Tiroler Steinbockzentrum
Tirol:
Tiroler Steinbockzentrum
Schrofen 46, 6481 St. Leonhard im Pitztal
Bauherrschaft: Gemeinde St. Leonhard |
Bürgermeister Elmar Haid
Architektur: ARGE Atelier Rainer Köberl |
Architektin Daniela Kröss, Innsbruck
Tragwerksplanung: Georg Pfenniger, Landeck
Fertigstellung: 07/2020
Mit diesem Neubau wird die Region ihr „Kulturbanausentum“ ablegen. So deutlich formulierte es Bürgermeister Elmar Haid, der mehr möchte als eine touristische Attraktion. Tatsächlich waren anfänglich wohl nicht alle begeistert über den im Wettbewerb prämierten Entwurf von Rainer Köberl und Daniela Kröss für ein Steinbockzentrum, hätten sich etwas Traditionelleres gewünscht. Schließlich liegt daneben der älteste noch erhaltene Hof der Umgebung, der später in das Gesamtkonzept integriert werden soll. Doch bald konnten die meisten von dem skulptural wirkenden Bauwerk überzeugt werden, das man schon von weitem bei der Anfahrt ins Pitztal sieht; es thront auf einem Plateau wie ein Steinbock, der ins Tal schaut.
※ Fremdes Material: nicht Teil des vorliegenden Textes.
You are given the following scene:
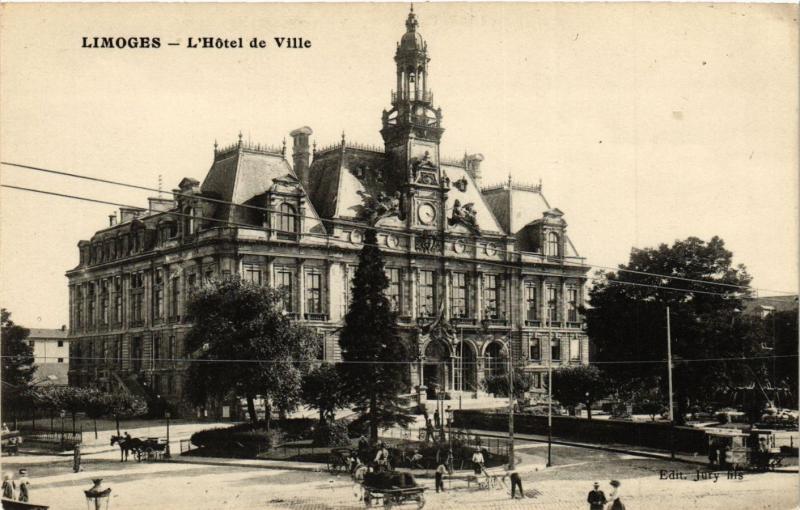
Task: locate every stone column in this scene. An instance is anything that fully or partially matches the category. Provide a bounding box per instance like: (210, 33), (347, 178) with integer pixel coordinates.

Oben angekommen, muss man sich erst einmal mit dem turmartigen Objekt selbst, besonders mit seiner Oberflächenwirkung auseinandersetzen, die zugleich irritiert und gut in die ländliche Umgebung passt. Was man auf den ersten Blick für einen ungewöhnlichen Holzbau halten könnte, entpuppt sich als vorgehängte Betonplatten mit rostrot-brauner Farbe und Textur, welche wie horizontale Holzbalken aussehen. Der Architekt und die Architektin wollten an den ehemaligen Stadel erinnern, der genau an dieser Stelle stand.
Drei Geschosse gilt es nun nach oben durch das Steinbockzentrum zu bewältigen, bevor man über einen Stahlsteg barrierefrei zu den Gehegen der Steinböcke gelangt. Der Eintritt in das Haus birgt jedoch auch Überraschungen. Zum einen evoziert die polygonale Kubatur die Erwartung, über eine Art Raumtreppe nach oben gelangen zu können. Tatsächlich sind die einzelnen Geschosse konventionell aufgeschichtet, nur die großen, unterschiedlich gesetzten Fensteröffnungen relativieren diesen Eindruck. Zudem bieten sie großartigen Ausblick, zu Recht als eigene Bilder in der Ausstellung geplant. Zum anderen gehen die Ausstellungsinhalte über das hinaus, was der Name des Hauses verspricht: Neben der Geschichte der Ausrottung und Wiederansiedlung des Steinbocks in Europa erfährt man auch von den Pitztaler Photographenfamilien, darunter mehrere Frauen, die im 19. Jahrhundert mit genauem Blick ihre Mitmenschen und Umgebung porträtiert haben. Einige dieser Photographien sind im Steinbockzentrum zu sehen. Sie machen neugierig auf mehr, nämlich auf das, was dem Bürgermeister und anderen in der Gemeinde vorschwebt: ein Steinbockzentrum, das als kulturgeschichtliches Museum erweitert werden kann. Dass die besondere Architektur des Steinbockzentrums mitgeholfen hat, diese Idee zu initiieren, ist das Resultat einer geglückten Zusammenarbeit von Bauherrschaft und ArchitektInnen.